The motion court dismissed one cause of action on the ground of res judicata and the other on the ground of collateral estoppel, based on federal rulings that plaintiffs in other shareholder derivative actions had failed to allege particularized facts to support their claims of demand futility (see Steinberg v. Dimon, 2014 WL 3512848, 2014 U.S. Dist LEXIS 96838 [SD N.Y.2014];  Central Laborers' Pension Fund v Dimon, 2014 WL 3639185, 2014 U.S. Dist LEXIS 100874 [SD N.Y.2014],

affd _ Fed Appx _, 2016 WL 66501 [2nd Cir Jan. 06, 2016] ).  The amended complaint should be dismissed in its entirety as precluded under the doctrine of res judicata.  The claims in this action and in the federal actions arose from the same series of transactions involving the directors' oversight of a corporate anti-money laundering program (see Landau, P.C. v. LaRossa, Mitchell & Ross, 11 NY3d 8, 12–13 [2008] ), and, aside from the different time periods alleged regarding the directors' lack of oversight, had the same origin and formed a convenient trial unit (see Xiao Yang Chen v. Fischer, 6 NY3d 94, 100–101 [2005] ).  That the complaints set forth different theories of recovery and that the claims in the instant action were not actually raised in the federal actions present no impediments to application of the doctrine (see Landau, P.C. v. LaRossa, Mitchell & Ross, 11 NY3d at 12–13;  Matter of Hunter, 4 NY3d 260, 269 [2005] ).  The dismissals for failure to adequately allege demand futility were on the merits and entitled to res judicata effect (see Levin v. Kozlowski, 13 Misc.3d 1236[A], 2006 N.Y. Slip Op 52142[U] [Sup Ct, N.Y. County 2006] [differentiating derivative demand rule from ordinary standing], affd 45 AD3d 387 [1st Dept 2007];  Henik v. LaBranche, 433 F Supp 2d 372, 379 [SD N.Y.2006];  cf.  Tap Holdings, LLC v. Orix Fin. Corp., 109 AD3d 167, 177 [1st Dept 2013] [dismissal on the ground of demand futility in a limited liability company derivative action is not on the merits for res judicata purposes] ).
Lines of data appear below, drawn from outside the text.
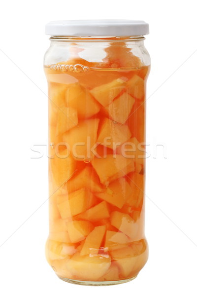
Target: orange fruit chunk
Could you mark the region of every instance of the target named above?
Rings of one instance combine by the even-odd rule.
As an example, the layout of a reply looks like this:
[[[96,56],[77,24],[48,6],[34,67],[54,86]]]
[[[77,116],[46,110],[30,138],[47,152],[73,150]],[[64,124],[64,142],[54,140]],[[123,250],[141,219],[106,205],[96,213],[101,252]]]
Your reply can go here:
[[[138,164],[143,164],[145,158],[145,152],[143,147],[137,139],[133,137],[116,149],[116,152],[123,155],[131,157]]]
[[[131,193],[128,196],[126,203],[133,208],[141,209],[143,201],[144,180],[143,175],[137,173],[129,174],[127,181],[130,185]]]
[[[98,254],[105,231],[106,226],[105,225],[95,227],[86,237],[80,252],[81,255]]]
[[[68,192],[84,187],[90,189],[93,193],[100,192],[104,190],[103,185],[101,184],[98,177],[92,167],[86,167],[77,175],[74,175],[65,185],[65,188]]]
[[[134,239],[137,234],[138,225],[128,214],[117,211],[113,212],[111,214],[111,223],[132,239]]]
[[[107,250],[121,249],[129,242],[128,237],[123,232],[107,230],[106,233],[104,246]]]
[[[128,277],[134,269],[137,259],[137,256],[134,256],[132,248],[126,247],[114,250],[110,252],[110,255],[119,267],[123,277]]]
[[[111,149],[115,149],[116,145],[120,146],[131,135],[127,125],[120,125],[107,118],[102,122],[99,129],[97,142]]]
[[[76,160],[88,161],[94,157],[91,149],[97,142],[98,122],[98,118],[85,120],[64,134],[64,142]]]
[[[52,240],[62,243],[71,243],[71,241],[66,231],[51,231],[49,232],[49,238]]]
[[[66,104],[77,111],[80,119],[88,118],[99,112],[100,105],[87,89],[79,83],[67,85],[66,91]]]
[[[82,188],[68,195],[59,195],[58,208],[63,219],[66,219],[85,212],[91,204],[93,194]]]
[[[90,257],[75,254],[66,262],[67,270],[79,280],[98,281],[107,271],[111,264],[110,256],[98,254]]]
[[[87,220],[94,222],[110,217],[109,210],[106,201],[102,201],[100,203],[92,207],[86,212],[80,214],[75,218],[76,219]]]
[[[52,107],[61,107],[65,105],[65,93],[66,84],[50,82],[48,86],[48,98],[52,103]]]
[[[125,81],[116,79],[106,84],[96,86],[90,91],[91,94],[102,106],[108,105],[124,88]]]
[[[58,187],[70,179],[75,170],[75,161],[70,154],[66,154],[67,149],[65,149],[49,160],[53,178]]]
[[[70,221],[67,223],[68,235],[72,243],[84,239],[93,228],[93,225],[89,221]]]
[[[57,120],[56,135],[58,136],[77,125],[77,111],[72,108],[62,106],[58,110]]]
[[[105,111],[111,119],[123,124],[128,118],[134,102],[134,98],[125,92],[105,107]]]
[[[124,178],[121,178],[110,183],[105,191],[96,193],[96,195],[121,209],[131,193],[128,183]]]
[[[51,260],[68,258],[76,252],[73,244],[65,244],[48,239],[46,244],[47,257]]]
[[[127,82],[128,93],[134,98],[142,100],[144,98],[144,80],[138,75],[134,75]]]
[[[109,183],[134,170],[133,161],[122,155],[107,154],[106,158],[95,157],[92,164],[100,182],[108,186]]]

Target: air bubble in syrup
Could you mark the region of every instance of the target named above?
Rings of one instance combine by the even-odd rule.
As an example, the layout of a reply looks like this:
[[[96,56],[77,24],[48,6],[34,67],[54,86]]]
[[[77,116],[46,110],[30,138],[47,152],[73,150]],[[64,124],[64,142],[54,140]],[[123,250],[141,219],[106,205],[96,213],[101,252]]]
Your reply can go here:
[[[83,66],[80,64],[76,64],[74,66],[74,71],[75,72],[81,72],[83,71]]]

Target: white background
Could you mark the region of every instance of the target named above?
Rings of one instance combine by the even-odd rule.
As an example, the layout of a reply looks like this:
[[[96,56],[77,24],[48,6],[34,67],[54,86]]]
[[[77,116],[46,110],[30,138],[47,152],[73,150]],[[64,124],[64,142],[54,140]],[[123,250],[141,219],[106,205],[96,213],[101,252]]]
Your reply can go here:
[[[0,295],[197,295],[195,4],[195,0],[1,2]],[[31,149],[47,143],[42,64],[49,41],[45,24],[91,18],[142,19],[150,30],[145,40],[152,58],[147,121],[151,152],[147,161],[146,209],[149,259],[134,281],[106,287],[65,283],[46,262],[46,148],[41,149],[44,156],[37,159],[31,158],[35,153]],[[156,153],[159,144],[164,146],[166,158],[162,147]]]

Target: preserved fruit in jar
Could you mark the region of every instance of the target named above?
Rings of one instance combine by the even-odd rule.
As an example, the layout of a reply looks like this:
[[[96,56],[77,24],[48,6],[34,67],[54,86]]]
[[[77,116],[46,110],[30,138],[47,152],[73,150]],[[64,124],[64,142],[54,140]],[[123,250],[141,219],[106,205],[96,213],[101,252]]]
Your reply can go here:
[[[76,46],[74,57],[45,66],[46,257],[59,277],[76,283],[130,280],[148,258],[144,192],[149,67],[124,40],[114,39],[102,61],[82,59]]]

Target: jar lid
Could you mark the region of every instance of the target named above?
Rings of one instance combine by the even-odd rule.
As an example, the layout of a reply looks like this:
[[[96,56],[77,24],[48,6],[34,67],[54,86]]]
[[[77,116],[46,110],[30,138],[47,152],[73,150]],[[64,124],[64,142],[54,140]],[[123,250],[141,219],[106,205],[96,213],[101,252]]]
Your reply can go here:
[[[148,24],[130,20],[56,21],[45,27],[45,34],[52,36],[139,36],[149,33]]]

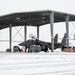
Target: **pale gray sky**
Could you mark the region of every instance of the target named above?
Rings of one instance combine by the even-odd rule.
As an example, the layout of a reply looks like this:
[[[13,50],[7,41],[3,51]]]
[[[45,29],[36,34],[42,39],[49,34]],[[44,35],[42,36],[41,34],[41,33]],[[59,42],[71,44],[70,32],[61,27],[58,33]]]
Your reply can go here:
[[[0,0],[0,16],[11,14],[15,12],[28,12],[28,11],[38,11],[38,10],[54,10],[59,12],[65,12],[65,13],[71,13],[75,14],[75,0]],[[73,22],[75,25],[75,23]],[[70,23],[70,34],[75,29],[72,23]],[[43,27],[40,27],[40,39],[45,41],[50,41],[50,26],[46,25]],[[60,29],[59,29],[60,28]],[[28,28],[28,36],[30,33],[33,33],[36,35],[36,28]],[[43,31],[46,30],[46,31]],[[15,31],[15,29],[14,29]],[[6,33],[7,32],[7,33]],[[23,32],[23,28],[20,31]],[[56,33],[59,33],[59,38],[63,37],[65,30],[65,23],[57,23],[54,24],[54,35]],[[15,31],[16,33],[16,31]],[[73,31],[72,34],[74,34],[75,31]],[[1,37],[0,39],[8,39],[8,29],[3,29],[0,31]],[[14,36],[13,32],[13,36]],[[22,34],[23,35],[23,34]],[[24,36],[24,35],[23,35]],[[27,36],[27,37],[28,37]],[[45,36],[45,37],[44,37]],[[20,35],[18,34],[14,39],[20,38]],[[73,38],[73,36],[72,36]],[[74,43],[74,41],[73,41]],[[5,45],[5,47],[2,46],[2,44]],[[17,43],[15,43],[17,44]],[[14,44],[14,45],[15,45]],[[9,43],[0,43],[0,49],[4,50],[8,48]]]

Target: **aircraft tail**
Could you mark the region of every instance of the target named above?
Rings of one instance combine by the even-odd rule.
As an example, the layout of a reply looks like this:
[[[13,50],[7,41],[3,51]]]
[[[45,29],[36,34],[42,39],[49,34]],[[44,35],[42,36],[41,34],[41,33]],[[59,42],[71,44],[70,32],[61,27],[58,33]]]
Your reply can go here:
[[[66,45],[66,38],[67,38],[67,36],[66,36],[66,33],[65,33],[65,35],[64,35],[64,37],[63,37],[63,39],[61,41],[62,45]]]
[[[58,42],[58,34],[56,34],[54,37],[54,43],[57,43],[57,42]]]

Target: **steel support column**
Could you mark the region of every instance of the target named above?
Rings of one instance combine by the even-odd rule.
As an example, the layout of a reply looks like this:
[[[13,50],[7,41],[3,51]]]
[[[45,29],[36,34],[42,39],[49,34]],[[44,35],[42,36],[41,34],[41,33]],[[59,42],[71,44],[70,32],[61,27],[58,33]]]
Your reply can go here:
[[[39,26],[37,26],[37,38],[39,39]]]
[[[67,39],[66,39],[66,41],[67,41],[67,47],[69,47],[69,15],[67,15],[66,17],[65,17],[65,19],[66,19],[66,37],[67,37]]]
[[[51,43],[52,43],[52,52],[54,51],[54,32],[53,32],[53,23],[54,23],[54,12],[50,13],[50,24],[51,24]]]
[[[9,48],[12,48],[12,24],[10,24],[9,28]]]
[[[27,26],[26,25],[24,26],[24,38],[26,41],[26,39],[27,39]]]

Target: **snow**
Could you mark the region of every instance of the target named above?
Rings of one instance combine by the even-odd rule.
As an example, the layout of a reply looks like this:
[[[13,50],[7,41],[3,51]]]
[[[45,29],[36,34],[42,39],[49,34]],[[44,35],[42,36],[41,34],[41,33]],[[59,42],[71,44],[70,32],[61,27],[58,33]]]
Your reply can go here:
[[[75,75],[75,53],[0,52],[0,75]]]

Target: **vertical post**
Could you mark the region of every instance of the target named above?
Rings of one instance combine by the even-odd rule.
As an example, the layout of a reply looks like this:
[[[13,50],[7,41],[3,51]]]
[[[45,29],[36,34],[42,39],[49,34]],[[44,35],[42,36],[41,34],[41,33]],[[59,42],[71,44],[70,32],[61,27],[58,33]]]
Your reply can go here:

In view of the foregoing, it is unnecessary to address whether collateral estoppel precludes any portion of the amended complaint;  in any event, because the inadequacy of the demand futility allegations prevents this action from going forward, the effect of both preclusion doctrines is the same (see Asbestos Workers Local 42 Pension Fund v Bammann, 2015 WL 2455469, *15 [Del Ch 2015], affd for reasons assigned _ A3d _, 2016 WL 353210, 2016 Del LEXIS 40 [Del 2016] ).

In any event, plaintiff failed to allege particularized facts evincing a reasonable doubt as to the board's ability to exercise its independent judgment in responding to a demand, such as a substantial likelihood of personal liability (see Simon v. Becherer, 7 AD3d 66, 72 [1st Dept 2004] ).  The exculpatory clause in the nominal defendant's certificate of incorporation insulated the directors from liability for breach of fiduciary duty, and plaintiff failed to sufficiently allege bad faith or breach of the duty of loyalty through the “utter” failure to attempt to implement the anti-money laundering compliance program or the “conscious disregard” of “red flags” providing notice of the alleged oversight deficiencies (see Asbestos Workers Philadelphia,137 AD3d 680 (1st Dept 2016);  Wandel v. Dimon, 135 AD3d 515, 516, 518 [1st Dept 2016] ).

Leave to amend was properly denied for lack of merit of the proposed pleading (see Cadillac Resources, Inc. v. DHL Exp. [USA], Inc., 129 AD3d 527 [1st Dept 2015] ).